Inside the fortress were some of the only real
roads, made of oak planks, constructed during the viking age - they
were extremely rare, and were probably considered status symbols.
The main means of transport in then were the waterways at the
joining of two (what used to be) rivers close by. Still, Trelleborg
wasn't closer to the rivers than it was possible to keep it hidden
from the rivers, and thus keep potential attackers away.
The ring indicates four longhouses made of oak, and
separated by gateways. Each of the buildings housed 36-50
inhabitants, who lived and slept there together with their animals
and other belongings. Not much privacy in those days!
Lindholm Høje [Lindholm Hill] is one of the best preserved Viking burial sites
in Denmark. It is located in the harsh landscape of the northern part of
the Jutland Peninsula, on the northern bank of the narrow fiord [Limfjorden]
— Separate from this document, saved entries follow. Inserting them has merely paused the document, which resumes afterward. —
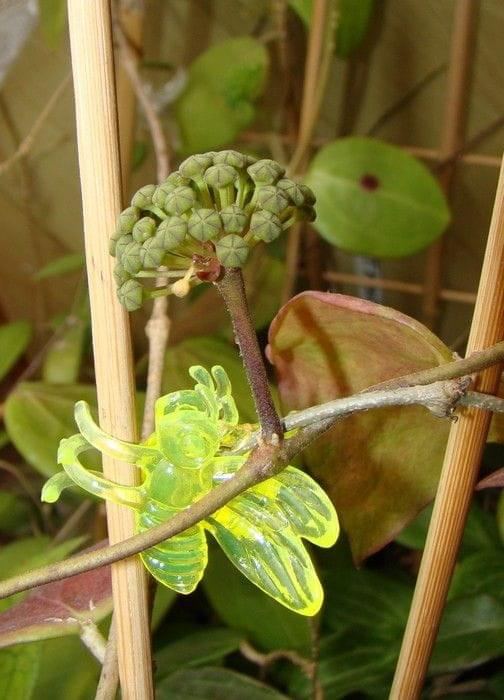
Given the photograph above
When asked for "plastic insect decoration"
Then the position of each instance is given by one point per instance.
(207, 215)
(187, 455)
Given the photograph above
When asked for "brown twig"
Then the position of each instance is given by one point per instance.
(232, 290)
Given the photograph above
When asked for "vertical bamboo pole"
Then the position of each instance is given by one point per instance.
(451, 139)
(462, 460)
(96, 116)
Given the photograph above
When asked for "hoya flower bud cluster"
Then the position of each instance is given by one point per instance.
(207, 215)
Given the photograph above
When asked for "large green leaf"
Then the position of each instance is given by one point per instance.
(471, 633)
(380, 467)
(375, 199)
(206, 683)
(245, 608)
(217, 102)
(208, 351)
(14, 337)
(39, 415)
(208, 646)
(19, 667)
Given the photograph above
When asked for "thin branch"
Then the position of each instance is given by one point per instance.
(232, 290)
(26, 144)
(263, 463)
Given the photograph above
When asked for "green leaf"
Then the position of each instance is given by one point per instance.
(205, 683)
(30, 553)
(14, 338)
(53, 20)
(379, 467)
(479, 573)
(471, 633)
(208, 351)
(38, 416)
(19, 668)
(204, 647)
(217, 102)
(14, 512)
(374, 199)
(62, 360)
(348, 664)
(245, 608)
(61, 266)
(354, 18)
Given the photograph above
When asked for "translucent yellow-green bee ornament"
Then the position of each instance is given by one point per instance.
(188, 454)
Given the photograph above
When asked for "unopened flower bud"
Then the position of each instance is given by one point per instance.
(265, 171)
(180, 200)
(143, 197)
(130, 295)
(293, 190)
(265, 225)
(232, 251)
(130, 258)
(172, 231)
(204, 224)
(234, 219)
(152, 253)
(143, 229)
(272, 199)
(233, 158)
(127, 219)
(195, 166)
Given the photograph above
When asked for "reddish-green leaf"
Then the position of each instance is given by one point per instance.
(380, 467)
(58, 608)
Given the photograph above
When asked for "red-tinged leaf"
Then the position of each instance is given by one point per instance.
(58, 609)
(380, 467)
(495, 480)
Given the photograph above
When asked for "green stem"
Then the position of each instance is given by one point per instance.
(232, 290)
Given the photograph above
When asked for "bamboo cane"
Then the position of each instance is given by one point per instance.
(93, 71)
(452, 132)
(462, 459)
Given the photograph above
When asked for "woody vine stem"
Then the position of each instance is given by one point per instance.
(447, 388)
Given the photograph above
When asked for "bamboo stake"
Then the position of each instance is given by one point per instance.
(453, 123)
(462, 459)
(93, 71)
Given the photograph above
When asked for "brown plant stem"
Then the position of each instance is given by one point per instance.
(263, 463)
(232, 290)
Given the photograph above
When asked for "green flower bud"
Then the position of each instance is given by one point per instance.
(130, 295)
(265, 225)
(127, 219)
(233, 158)
(265, 171)
(234, 219)
(120, 275)
(204, 224)
(308, 194)
(272, 199)
(130, 258)
(293, 190)
(171, 232)
(161, 193)
(152, 253)
(232, 251)
(220, 176)
(143, 197)
(122, 243)
(180, 200)
(195, 166)
(177, 180)
(143, 229)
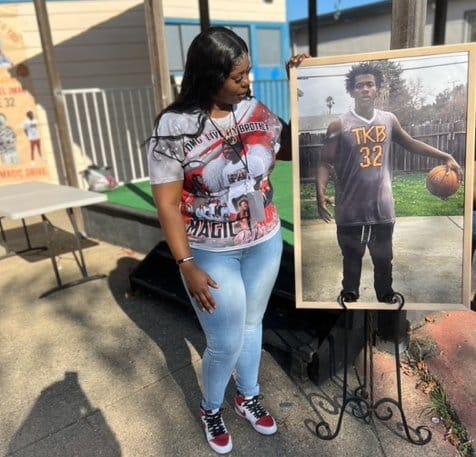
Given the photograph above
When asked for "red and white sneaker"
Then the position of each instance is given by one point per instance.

that penetrates Jutland from the North Sea and cross-country into the
inland sea Kattegat -- thus making this part of Jutland an island in its
own right. The site contains several hundreds of stone circles in the
shape of a boat, marking the place where the ships were burned and buried
together with its owner.
|From the top of the site there is spectacular view of
the Limfjord, which already in the Iron Age had great importance as
a food resource and trading route. By the end of the Viking Era the
whole area was covered by shifting sands, and has therefore been
preserved until our time. During the extensive excavations in the
1950s, parts of the original Viking village was found together with
a newly ploughed field.
End of the Danish Viking Age
The viking Age in Denmark is considered to have ended by the beginning of the
second millennium, when Christianity was introduced. Memory of this is
provided by the famous Runic Stone at Jelling, where the Danish king
Harald "Bluetooth" buried his parents, King Gorm den Gamle [Gorm
the Old], and Thyra Danebod [Thyra the Dane] by the end of the first
millennium. Both Jelling and Roskilde Cathedral are designated World
Cultural Heritage by UNESCO.
Denmark 1953. Jelling Runic Stone. The stamp is the
first of ten stamps in the Danish millennium series commemorating
"Kingdom through 1000 years" (the period 900-1000).
Denmark 2003. Jelling Runic Stone.
Denmark 1998. Millennium of Roskilde Cathedral, which
was the official seat of Christianity when it was
introduced in Denmark by the beginning of the second millennium. The design
of the stamp is probably chosen to honour the nearby Viking Museum at
the township of Lejre (which houses the finds from Skuldelev (see
stamp top right on this page), and also to mark that the Viking era is
considered terminated by the introduction of Christianity.